Figures in Extinction : un triptyque scénique entre urgence climatique, vertige technologique et élan spirituel
Comment ne pas trouver Figures in Extinction magnifique ? Cette création majeure, fruit d’une collaboration de quatre ans entre la chorégraphe canadienne Crystal Pite et le metteur en scène, acteur et écrivain britannique Simon McBurney, s’impose comme une œuvre manifeste, à la croisée de la danse, du théâtre et de l’essai visuel. Présentée en intégralité lors du dernier Festival Montpellier Danse, cette trilogie portée par 23 danseurs et danseuses du Nederlands Dans Theater 1 plus exceptionnels les uns que les autres, se dresse comme une œuvre monumentale sur la finitude : celle des espèces, des écosystèmes, et peut-être, de l’humanité elle-même. Dans cette création à la croisée de la danse, du théâtre et de l’essai visuel, le spectacle dépasse le cadre esthétique pour devenir un véritable appel à la conscience.
Trois temps, trois effondrements
Le spectacle s’ouvre sur The List, une cérémonie funèbre pour les espèces disparues. Une voix récite un long inventaire de noms — tigres, amphibiens, orchidées, panthère asiatique — pendant que les danseurs, traversés par ces absences, incarnent tour à tour des êtres hybrides, mimant le glissement entre animalité et mémoire. Les gestes sont précis, presque incantatoires, et évoquent autant la beauté que la disparition. La chorégraphie emprunte au langage biologique un vocabulaire de mutations et d’effacements. Le Pyrenean Ibex et ses appendices qui évoquent à la fois leurs cornes fabuleuses mais aussi des ailes, la horde de Caribous, la spider orchid, qui par le jeu d’un quintette de personnages déploie ses pièges géométriques ou le banc de poisson incarné par des mains qui s’agitent sont de vraies trouvailles chorégrahiques. Un personnage grotesque, « le climatosceptique », utilisant une forme de « mickey mousing » propre à Crystal Pite qui consiste à calquer les gestes sur les motssurgit au cœur de cette élégie, introduit une dissonance glaçante : le déni comme nouvelle extinction.

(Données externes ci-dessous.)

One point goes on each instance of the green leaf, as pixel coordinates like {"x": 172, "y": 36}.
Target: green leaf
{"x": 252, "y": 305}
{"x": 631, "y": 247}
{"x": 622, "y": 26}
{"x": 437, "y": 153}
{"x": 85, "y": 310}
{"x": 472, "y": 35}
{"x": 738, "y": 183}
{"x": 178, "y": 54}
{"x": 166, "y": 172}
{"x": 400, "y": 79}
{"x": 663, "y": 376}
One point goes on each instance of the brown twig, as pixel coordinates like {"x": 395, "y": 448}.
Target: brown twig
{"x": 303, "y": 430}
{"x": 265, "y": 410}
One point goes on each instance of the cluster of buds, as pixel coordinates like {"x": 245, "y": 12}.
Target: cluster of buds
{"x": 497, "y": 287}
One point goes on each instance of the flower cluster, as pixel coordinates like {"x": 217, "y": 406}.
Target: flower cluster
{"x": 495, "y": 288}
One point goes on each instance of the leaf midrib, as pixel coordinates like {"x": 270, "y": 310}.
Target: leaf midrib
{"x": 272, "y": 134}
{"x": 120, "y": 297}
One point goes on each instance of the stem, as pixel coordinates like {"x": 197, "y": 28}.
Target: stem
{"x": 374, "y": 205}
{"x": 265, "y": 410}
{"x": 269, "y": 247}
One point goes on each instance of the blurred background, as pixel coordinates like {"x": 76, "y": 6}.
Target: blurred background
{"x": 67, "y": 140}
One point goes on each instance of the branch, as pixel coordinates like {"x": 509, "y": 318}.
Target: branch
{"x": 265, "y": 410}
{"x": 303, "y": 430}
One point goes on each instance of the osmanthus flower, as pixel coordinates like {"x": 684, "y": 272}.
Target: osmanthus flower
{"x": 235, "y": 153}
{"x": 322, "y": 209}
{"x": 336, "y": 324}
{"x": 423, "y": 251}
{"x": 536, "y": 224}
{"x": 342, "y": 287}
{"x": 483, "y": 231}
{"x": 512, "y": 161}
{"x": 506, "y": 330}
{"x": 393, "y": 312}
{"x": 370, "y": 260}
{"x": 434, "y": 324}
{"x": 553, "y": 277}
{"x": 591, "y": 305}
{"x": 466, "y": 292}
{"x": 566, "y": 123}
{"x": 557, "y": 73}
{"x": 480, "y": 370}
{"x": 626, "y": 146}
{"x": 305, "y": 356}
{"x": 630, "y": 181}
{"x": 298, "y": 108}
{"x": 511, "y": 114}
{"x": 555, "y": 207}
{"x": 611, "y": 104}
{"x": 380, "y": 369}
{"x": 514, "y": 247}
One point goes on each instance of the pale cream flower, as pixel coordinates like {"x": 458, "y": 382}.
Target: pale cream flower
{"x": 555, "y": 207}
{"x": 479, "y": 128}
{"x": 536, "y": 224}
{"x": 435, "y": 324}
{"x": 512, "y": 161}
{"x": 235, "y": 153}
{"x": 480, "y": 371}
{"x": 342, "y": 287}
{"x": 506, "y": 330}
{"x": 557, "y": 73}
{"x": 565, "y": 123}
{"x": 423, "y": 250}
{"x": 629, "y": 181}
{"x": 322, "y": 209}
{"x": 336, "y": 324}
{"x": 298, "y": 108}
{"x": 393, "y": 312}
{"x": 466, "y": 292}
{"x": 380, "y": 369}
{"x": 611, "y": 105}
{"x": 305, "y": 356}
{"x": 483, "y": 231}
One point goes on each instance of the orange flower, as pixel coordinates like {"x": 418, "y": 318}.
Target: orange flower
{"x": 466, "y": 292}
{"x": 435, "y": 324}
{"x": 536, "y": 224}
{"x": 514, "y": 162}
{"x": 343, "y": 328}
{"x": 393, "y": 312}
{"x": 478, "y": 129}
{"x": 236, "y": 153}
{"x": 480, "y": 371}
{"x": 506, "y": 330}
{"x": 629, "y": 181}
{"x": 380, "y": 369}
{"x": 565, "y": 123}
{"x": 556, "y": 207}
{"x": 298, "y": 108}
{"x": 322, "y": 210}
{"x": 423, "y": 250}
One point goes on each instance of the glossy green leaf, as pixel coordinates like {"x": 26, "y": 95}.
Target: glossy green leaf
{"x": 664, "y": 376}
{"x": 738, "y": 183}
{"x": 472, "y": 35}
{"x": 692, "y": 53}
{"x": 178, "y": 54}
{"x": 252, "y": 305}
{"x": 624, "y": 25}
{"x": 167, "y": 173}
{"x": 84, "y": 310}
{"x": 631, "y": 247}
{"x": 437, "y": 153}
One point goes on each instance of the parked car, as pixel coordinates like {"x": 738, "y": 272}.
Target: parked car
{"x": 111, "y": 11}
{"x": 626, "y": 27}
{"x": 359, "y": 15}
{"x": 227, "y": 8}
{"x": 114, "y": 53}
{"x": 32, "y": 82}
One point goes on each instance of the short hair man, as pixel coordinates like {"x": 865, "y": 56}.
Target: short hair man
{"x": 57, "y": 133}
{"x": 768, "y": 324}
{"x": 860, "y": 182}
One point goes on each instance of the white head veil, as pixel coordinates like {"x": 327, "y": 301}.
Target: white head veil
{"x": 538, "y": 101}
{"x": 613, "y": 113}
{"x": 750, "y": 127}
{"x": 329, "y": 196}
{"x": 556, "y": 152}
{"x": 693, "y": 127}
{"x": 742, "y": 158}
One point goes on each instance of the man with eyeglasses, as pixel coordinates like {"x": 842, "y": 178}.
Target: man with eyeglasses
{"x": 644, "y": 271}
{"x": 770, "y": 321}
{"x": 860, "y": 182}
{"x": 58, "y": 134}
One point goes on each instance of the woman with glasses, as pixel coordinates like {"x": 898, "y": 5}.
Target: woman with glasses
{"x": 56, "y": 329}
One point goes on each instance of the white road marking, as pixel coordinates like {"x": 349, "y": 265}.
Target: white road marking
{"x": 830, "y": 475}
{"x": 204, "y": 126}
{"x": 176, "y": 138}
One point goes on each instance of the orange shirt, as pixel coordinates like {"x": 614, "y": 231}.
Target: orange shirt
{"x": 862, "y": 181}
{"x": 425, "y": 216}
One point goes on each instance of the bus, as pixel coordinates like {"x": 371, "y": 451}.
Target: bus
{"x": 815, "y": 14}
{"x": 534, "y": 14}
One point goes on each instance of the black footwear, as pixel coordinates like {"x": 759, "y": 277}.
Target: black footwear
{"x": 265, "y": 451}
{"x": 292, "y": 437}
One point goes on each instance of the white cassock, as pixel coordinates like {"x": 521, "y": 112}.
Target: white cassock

Dans But Then You Come to the Humans, la scène bascule dans un univers contemporain saturé par la technologie. Smartphones, réseaux sociaux et réflexions sur le cerveau composent une fresque critique de notre époque, inspirée par les recherches du psychiatre Iain McGilchrist. Les corps des danseurs deviennent objets connectés, fragments de pensée numérique. La scénographie joue avec la superposition d’écrans, les voix off d’enfants, les algorithmes devenus narration. L’écriture scénique flirte ici avec le théâtre d’idées, risquant parfois l’asphyxie conceptuelle, mais toujours rattrapée par la précision de l’interprétation, parfois au détriment de la poésie chorégraphique.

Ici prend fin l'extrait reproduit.